The large exposure of French banks to Greek debt and other strained European economies has created a rare strategic rift among some of the largest US run money market funds that often move in step on their investments.

Fidelity Investments' $116 billion Fidelity Cash Reserves, the second largest money market fund, holds about 11% of its assets in securities issued by BNP Paribas, Credit Agricole and Societe Generale, and says not to worry.

‘This isn't a solvency issue, it's an earnings issue for the banks,’ said Robert Brown, president of Fidelity's money fund operations. He also rejected suggestions that Fidelity loaded up on the French banks' commercial paper to gain a slightly higher return than it could get from issuers with less Greek exposure.

David Glocke, who runs Vanguard Group’s Prime Money Market Fund, the third largest money fund with $110 billion in assets as of May 31, does not agree. Unlike many peer funds, the Vanguard fund he manages stopped rolling over maturing short term securities from the three French banks.

‘We sat back and said, Let's rethink this,’ he told Reuters. He decided the fund's conservative mission should outweigh the prospect of slightly higher returns. ‘From an investment perspective, we swim at the shallow end of the pool,’ he added.

About 18% of the Vanguard fund's portfolio is invested in European bank paper, but it is almost entirely issued by banks in Norway, Great Britain and other countries that do not use the Euro. The fund also holds repurchase agreements from the three French banks, which are better collateralized than their commercial paper, Glocke said.

JPMorgan Chase & Co's Prime Money Market Fund with $127.9 billion under management, is the biggest such fund, according to data from Lipper.

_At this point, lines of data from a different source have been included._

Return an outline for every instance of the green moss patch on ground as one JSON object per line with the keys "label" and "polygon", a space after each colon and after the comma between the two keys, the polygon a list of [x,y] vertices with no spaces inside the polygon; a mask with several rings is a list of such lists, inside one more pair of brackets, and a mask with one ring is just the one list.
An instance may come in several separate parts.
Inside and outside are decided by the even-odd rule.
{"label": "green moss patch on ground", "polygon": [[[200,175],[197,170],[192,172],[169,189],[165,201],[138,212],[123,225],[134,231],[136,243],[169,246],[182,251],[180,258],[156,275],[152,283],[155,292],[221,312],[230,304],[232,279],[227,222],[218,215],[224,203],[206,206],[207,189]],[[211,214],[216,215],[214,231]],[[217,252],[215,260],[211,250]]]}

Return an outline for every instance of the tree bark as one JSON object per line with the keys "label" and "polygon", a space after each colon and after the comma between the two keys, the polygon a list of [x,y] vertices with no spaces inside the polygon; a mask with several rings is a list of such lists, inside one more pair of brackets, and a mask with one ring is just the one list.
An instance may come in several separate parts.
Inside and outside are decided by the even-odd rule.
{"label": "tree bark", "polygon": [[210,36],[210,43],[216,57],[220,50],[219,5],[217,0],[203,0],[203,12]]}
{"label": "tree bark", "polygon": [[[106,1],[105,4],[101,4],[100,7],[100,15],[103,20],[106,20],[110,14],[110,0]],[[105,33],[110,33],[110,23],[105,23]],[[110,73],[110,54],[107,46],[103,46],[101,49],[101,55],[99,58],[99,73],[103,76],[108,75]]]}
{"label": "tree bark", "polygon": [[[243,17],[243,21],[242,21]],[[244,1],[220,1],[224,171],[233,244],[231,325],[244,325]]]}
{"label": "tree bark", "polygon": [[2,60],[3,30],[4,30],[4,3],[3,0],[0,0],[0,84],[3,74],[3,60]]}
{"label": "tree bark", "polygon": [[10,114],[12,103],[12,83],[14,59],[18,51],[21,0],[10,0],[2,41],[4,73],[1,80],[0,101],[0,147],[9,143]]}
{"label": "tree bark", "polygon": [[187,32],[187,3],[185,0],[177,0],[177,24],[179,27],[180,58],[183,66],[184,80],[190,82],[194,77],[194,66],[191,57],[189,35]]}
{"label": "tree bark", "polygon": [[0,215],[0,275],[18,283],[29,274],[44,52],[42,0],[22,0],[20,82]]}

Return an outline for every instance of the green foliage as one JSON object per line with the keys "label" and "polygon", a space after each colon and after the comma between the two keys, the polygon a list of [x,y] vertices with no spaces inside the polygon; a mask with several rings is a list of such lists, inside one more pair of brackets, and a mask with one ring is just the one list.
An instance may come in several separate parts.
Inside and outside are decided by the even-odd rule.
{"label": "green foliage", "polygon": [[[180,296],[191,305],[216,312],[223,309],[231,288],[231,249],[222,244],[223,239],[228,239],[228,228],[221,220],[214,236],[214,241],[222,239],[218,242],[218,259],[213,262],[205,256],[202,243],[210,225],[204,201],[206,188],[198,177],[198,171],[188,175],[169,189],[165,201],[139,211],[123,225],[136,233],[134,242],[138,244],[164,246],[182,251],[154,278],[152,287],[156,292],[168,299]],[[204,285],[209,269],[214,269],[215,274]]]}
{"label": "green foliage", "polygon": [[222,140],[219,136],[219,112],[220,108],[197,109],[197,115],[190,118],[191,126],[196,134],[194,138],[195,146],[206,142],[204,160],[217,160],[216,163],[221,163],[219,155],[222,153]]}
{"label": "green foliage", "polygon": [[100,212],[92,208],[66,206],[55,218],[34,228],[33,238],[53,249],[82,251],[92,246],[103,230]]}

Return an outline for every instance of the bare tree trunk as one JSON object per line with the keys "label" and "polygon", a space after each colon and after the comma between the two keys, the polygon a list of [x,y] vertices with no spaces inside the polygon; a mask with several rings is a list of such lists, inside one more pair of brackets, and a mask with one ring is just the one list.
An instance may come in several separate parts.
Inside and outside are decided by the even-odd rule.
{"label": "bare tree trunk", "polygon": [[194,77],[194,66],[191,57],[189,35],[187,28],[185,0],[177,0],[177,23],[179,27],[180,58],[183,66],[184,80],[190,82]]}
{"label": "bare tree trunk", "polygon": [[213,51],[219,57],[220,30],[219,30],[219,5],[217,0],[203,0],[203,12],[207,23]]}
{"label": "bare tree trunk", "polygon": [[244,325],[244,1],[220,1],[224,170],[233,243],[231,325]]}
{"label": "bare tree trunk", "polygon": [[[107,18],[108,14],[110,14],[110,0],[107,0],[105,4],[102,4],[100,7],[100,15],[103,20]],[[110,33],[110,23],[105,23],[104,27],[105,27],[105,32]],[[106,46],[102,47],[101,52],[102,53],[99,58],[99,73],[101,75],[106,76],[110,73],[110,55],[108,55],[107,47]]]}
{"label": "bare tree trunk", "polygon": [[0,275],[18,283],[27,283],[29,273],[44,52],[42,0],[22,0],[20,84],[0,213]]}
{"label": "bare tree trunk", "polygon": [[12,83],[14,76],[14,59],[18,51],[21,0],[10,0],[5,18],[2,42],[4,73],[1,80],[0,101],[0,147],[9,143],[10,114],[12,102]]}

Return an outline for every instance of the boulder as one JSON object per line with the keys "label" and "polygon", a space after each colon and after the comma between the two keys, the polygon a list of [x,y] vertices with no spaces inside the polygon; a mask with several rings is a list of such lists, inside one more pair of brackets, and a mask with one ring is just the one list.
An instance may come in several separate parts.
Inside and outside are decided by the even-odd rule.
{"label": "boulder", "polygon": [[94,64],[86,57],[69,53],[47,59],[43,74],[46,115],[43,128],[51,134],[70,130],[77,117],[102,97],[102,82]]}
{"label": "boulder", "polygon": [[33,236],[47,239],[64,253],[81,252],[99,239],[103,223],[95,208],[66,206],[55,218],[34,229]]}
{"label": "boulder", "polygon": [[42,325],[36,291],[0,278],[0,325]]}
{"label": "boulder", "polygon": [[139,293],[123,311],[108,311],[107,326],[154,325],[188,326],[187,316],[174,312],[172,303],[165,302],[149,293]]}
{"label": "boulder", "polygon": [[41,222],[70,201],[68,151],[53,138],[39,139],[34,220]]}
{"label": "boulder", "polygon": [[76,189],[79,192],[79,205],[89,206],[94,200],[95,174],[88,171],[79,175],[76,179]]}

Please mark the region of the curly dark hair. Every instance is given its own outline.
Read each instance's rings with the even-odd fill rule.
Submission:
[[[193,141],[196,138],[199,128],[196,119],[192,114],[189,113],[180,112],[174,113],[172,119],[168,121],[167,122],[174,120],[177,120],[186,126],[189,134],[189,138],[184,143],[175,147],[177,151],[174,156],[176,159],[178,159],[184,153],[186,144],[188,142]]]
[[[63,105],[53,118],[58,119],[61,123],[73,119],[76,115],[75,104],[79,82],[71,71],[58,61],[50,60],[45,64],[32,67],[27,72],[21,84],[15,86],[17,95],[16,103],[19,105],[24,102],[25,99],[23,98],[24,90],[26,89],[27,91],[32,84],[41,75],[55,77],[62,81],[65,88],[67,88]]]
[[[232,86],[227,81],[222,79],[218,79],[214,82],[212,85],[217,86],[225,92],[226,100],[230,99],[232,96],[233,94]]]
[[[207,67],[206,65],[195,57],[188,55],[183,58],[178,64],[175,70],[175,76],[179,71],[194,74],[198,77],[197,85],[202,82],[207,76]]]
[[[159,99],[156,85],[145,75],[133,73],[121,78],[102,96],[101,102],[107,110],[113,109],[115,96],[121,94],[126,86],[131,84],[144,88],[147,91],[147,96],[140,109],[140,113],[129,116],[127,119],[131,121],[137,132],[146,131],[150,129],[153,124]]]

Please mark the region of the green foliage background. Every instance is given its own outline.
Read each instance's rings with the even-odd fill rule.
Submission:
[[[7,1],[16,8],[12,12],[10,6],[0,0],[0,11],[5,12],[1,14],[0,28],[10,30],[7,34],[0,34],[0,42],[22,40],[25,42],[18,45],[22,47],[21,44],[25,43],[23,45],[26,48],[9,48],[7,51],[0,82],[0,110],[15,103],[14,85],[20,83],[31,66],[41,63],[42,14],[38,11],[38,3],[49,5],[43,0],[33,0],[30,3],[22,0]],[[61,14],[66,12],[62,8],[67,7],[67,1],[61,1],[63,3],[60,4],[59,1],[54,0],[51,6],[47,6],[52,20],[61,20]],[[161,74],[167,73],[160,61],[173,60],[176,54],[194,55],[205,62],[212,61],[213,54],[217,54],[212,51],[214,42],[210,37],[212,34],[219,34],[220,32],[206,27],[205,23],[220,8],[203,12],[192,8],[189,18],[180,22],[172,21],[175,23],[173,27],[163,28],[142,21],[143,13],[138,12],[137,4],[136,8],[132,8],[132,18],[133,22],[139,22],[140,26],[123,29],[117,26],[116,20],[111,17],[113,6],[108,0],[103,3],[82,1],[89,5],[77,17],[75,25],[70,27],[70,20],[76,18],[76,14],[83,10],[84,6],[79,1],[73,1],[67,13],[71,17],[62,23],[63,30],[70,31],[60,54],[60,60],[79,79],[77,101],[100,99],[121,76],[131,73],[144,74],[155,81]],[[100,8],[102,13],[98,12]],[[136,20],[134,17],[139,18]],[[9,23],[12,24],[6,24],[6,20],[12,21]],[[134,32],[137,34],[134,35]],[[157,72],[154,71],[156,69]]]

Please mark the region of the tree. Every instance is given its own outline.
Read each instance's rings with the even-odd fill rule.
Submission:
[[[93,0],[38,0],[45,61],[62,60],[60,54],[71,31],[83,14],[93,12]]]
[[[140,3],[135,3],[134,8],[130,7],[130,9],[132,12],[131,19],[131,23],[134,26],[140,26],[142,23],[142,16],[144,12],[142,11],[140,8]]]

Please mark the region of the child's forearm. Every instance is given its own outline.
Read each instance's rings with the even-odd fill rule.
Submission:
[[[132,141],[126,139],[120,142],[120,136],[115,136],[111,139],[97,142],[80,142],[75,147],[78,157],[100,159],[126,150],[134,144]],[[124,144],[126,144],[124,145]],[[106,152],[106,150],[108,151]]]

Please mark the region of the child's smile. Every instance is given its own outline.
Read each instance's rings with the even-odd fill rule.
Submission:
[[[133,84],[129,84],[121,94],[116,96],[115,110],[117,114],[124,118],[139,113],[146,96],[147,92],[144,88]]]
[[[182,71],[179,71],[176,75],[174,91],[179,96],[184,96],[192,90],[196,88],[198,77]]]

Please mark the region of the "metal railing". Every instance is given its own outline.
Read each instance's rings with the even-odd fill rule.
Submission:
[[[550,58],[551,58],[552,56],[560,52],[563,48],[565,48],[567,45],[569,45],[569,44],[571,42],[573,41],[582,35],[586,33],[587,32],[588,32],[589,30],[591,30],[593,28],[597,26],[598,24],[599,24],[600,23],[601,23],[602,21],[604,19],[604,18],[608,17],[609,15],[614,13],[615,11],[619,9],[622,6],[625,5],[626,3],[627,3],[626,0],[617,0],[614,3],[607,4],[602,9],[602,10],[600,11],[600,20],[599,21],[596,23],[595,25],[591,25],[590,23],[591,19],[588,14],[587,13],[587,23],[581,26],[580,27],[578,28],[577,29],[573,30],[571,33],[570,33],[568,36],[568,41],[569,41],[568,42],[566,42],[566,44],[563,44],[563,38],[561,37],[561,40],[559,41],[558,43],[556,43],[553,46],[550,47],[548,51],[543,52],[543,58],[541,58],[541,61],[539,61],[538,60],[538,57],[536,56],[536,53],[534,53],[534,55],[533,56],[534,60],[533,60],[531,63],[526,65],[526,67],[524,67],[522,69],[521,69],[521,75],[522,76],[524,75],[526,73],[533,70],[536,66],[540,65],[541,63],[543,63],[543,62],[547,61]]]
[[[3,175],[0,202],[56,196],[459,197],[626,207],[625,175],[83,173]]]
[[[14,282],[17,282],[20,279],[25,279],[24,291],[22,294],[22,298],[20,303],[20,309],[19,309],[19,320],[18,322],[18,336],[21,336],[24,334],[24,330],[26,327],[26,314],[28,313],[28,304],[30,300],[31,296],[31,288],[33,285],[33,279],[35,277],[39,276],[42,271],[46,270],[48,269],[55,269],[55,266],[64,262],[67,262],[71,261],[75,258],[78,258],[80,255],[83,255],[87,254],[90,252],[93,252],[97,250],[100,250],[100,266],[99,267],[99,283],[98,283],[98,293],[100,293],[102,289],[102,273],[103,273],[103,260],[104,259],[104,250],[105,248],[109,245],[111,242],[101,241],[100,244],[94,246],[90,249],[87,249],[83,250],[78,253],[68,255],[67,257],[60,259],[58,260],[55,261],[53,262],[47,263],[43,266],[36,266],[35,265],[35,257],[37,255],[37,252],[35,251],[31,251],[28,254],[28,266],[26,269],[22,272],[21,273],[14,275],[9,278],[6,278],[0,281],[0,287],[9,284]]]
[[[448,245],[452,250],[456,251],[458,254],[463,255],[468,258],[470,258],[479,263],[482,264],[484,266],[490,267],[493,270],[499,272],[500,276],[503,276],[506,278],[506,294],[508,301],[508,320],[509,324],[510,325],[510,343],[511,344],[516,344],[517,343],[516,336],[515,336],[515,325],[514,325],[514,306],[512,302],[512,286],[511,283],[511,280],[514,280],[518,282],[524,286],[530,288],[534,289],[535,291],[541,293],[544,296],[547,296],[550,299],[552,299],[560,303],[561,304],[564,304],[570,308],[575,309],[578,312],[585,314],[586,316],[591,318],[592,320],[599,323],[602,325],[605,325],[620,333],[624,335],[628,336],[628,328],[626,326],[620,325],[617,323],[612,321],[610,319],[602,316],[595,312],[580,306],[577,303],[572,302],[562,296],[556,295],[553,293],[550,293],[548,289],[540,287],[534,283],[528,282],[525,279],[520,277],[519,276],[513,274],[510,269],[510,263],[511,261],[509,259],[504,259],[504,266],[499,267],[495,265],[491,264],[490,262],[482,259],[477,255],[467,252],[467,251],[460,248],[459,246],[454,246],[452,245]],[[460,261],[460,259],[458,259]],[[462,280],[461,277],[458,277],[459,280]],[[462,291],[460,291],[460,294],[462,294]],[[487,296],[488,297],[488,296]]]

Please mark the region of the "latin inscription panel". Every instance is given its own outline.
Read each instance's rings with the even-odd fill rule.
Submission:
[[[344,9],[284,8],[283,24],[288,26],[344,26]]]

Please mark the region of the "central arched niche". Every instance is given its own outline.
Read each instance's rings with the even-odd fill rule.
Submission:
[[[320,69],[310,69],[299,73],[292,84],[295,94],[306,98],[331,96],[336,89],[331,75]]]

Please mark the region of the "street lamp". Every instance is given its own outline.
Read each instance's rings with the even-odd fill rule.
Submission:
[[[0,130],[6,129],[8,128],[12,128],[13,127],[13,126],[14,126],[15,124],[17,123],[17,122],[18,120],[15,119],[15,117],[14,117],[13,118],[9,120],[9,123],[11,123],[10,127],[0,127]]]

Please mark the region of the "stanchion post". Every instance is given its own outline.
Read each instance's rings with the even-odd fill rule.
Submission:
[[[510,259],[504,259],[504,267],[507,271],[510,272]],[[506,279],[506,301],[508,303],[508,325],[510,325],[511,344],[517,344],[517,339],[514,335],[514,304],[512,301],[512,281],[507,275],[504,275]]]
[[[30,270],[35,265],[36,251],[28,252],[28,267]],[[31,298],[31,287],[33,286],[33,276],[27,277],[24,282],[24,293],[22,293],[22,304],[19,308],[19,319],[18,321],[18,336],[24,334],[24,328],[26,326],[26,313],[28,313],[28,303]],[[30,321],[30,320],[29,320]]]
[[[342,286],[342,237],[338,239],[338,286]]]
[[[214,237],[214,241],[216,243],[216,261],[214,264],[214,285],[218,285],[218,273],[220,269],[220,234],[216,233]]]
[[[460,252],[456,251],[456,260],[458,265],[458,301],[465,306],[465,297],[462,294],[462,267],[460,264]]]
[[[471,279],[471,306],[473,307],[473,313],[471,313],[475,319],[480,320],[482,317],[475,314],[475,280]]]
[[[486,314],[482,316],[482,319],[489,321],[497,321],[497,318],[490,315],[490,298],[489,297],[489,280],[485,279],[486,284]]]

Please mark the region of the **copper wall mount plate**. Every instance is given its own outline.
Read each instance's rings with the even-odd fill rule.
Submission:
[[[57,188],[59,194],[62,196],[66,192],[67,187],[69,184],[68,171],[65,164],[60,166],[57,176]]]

John Donohue, chief investment officer for the money market funds at JP Morgan, said in a statement that the bank has limited its French bank holdings to securities that mature within three months.

‘While JPM's conservative posture on credit and portfolio structure may lead to slightly lower yields across our money funds, the added benefit of safety and liquidity is more than worth it,’ he explained.

Disclosures through to May 31 show Fidelity Cash Reserves holding $5.7 billion in BNP securities, $4.1 billion from Credit Agricole and $2.9 billion from Societe Generale. Together they make up about 11% of the portfolio, according to Lipper.

The money funds' exposure to French banks has gotten much attention since last month when Moody's Investors Service said it would review the three banks for a possible downgrade over their exposure to Greece. The vulnerability of French banks comes at an inopportune time for money-market funds, which have been battling low rates for more than two years with no near-term prospect of relief.

The three largest funds have returned around 2.18% over the past five years, 0.5% over the past three years and a mere 8 basis points for this year as of June 24, according to Lipper.

In order to assuage investors, sponsors of many money market funds have been waiving fees, less the investments result in negative returns. Fidelity has cut fees on many of its US Treasury money market funds and recently began waiving the fee on its Cash Reserves fund, Brown said. Vanguard has also waived some fees, a spokesman said.

Brown emphasized that Fidelity is not putting investors at risk by holding on to French bank paper. As a result of strategic and regulatory changes since the 2008 liquidity crisis, it has shortened the maturities it holds, with about half of its assets in securities that can be cashed within seven days.

Also, Brown said a team of Fidelity specialists including cash reserves portfolio manager Robert Litterst flew to Paris in March for look at the French banks. ‘We have gone through each of the banks and stress-tested them,’ Brown said.